Quisicosas

La casa negra

Marta, que tenía las cicatrices frescas de la cesárea por la que acababa de entrar su hijo al mundo, el mismo que salía del mundo con ella, como en aquel monte Calvario.

La casa negra tiene los ojos vacíos, no hay nada en ellos, la luz atraviesa los vanos hilvanando pecho con espalda, porque sólo queda el esqueleto de una casa huera, que huele a goma quemada. Hay 138 pisos que son 138 historias de amor. La de Javier, que quiere ser bombero y ha perdido en el fuego todos los apuntes de la oposición. El viernes compró una muda en Zara, para ir tirando. O la de Rafa, que se quedó abajo con el «nano», regresando del gimnasio y escuchando estupefacto por el móvil cómo su mujer corría escaleras abajo, con el fuego pisándole los talones con prisa, que llegó a sus brazos sin resuello. O la de Fernando Bonete, que vivía pared con pared con el piso que desató el corazón del incendio, en el octavo, y aún llora por la anciana del séptimo que no le dio tiempo a auxiliar, aunque resulte que también ella consiguiese al final salir. Y la del vecino tetrapléjico que salvó el bombero. Y la de Amar y su novia, que sintieron las llamas lamiendo el balcón con ira y mantuvieron la sangre tan fría como el agua que les arrojaban los bomberos, y al fin reposaron en la grúa que consiguió posarlos en tierra santa.

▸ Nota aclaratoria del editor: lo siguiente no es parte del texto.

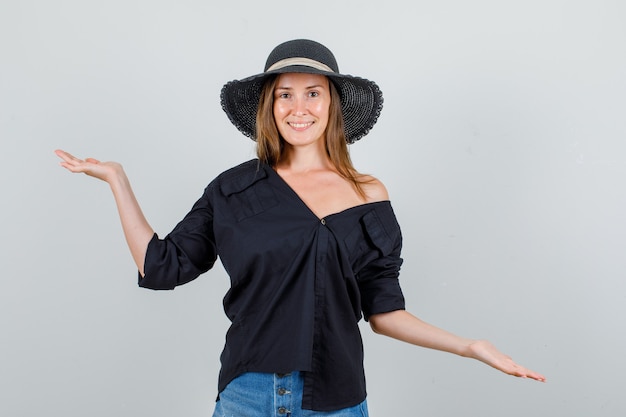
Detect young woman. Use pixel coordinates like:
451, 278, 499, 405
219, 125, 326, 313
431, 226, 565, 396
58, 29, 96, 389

Claro que también tiene casillas negras el damero de la casa. Casillas para gente sola y acompañada, sana y enferma, joven y vieja, y que incluso albergan familias enteras como la de Marta, que supo decirle a su madre, al teléfono, que se le agotaba el aire en aquel tubo de humo acrílico que algún día fue cuarto de baño fresco. «Mamá, no podemos respirar» y ella, su marido, el niño de dos años y el bebé salieron de la casa negra hacia el cielo blanco. Marta, que tenía las cicatrices frescas de la cesárea por la que acababa de entrar su hijo al mundo, el mismo que salía del mundo con ella, como en aquel monte Calvario.

Hay azulejos blancos en la morgue porque así son todos los mortuorios del mundo, blancos en vez de negros. Y han contado hasta diez y hay diez vidas sobre las mesas. Y nadie de entre ellos sabe por qué pisó mal el damero maldito. Que así es la vida, que no es de uno, que es un pasillo de humo que a veces no tiene ventanas y entonces apremia salida. Qué rara la casa negra de Valencia, qué ajedrez arcano. Una ama mucho su casa, y a veces piensa que es un error aferrarse a las casas de este mundo. Pero un amigo me dijo: «¿Cristina, que es una mujer, sino una casa»? En el tren de vuelta me vienen ganas de llorar.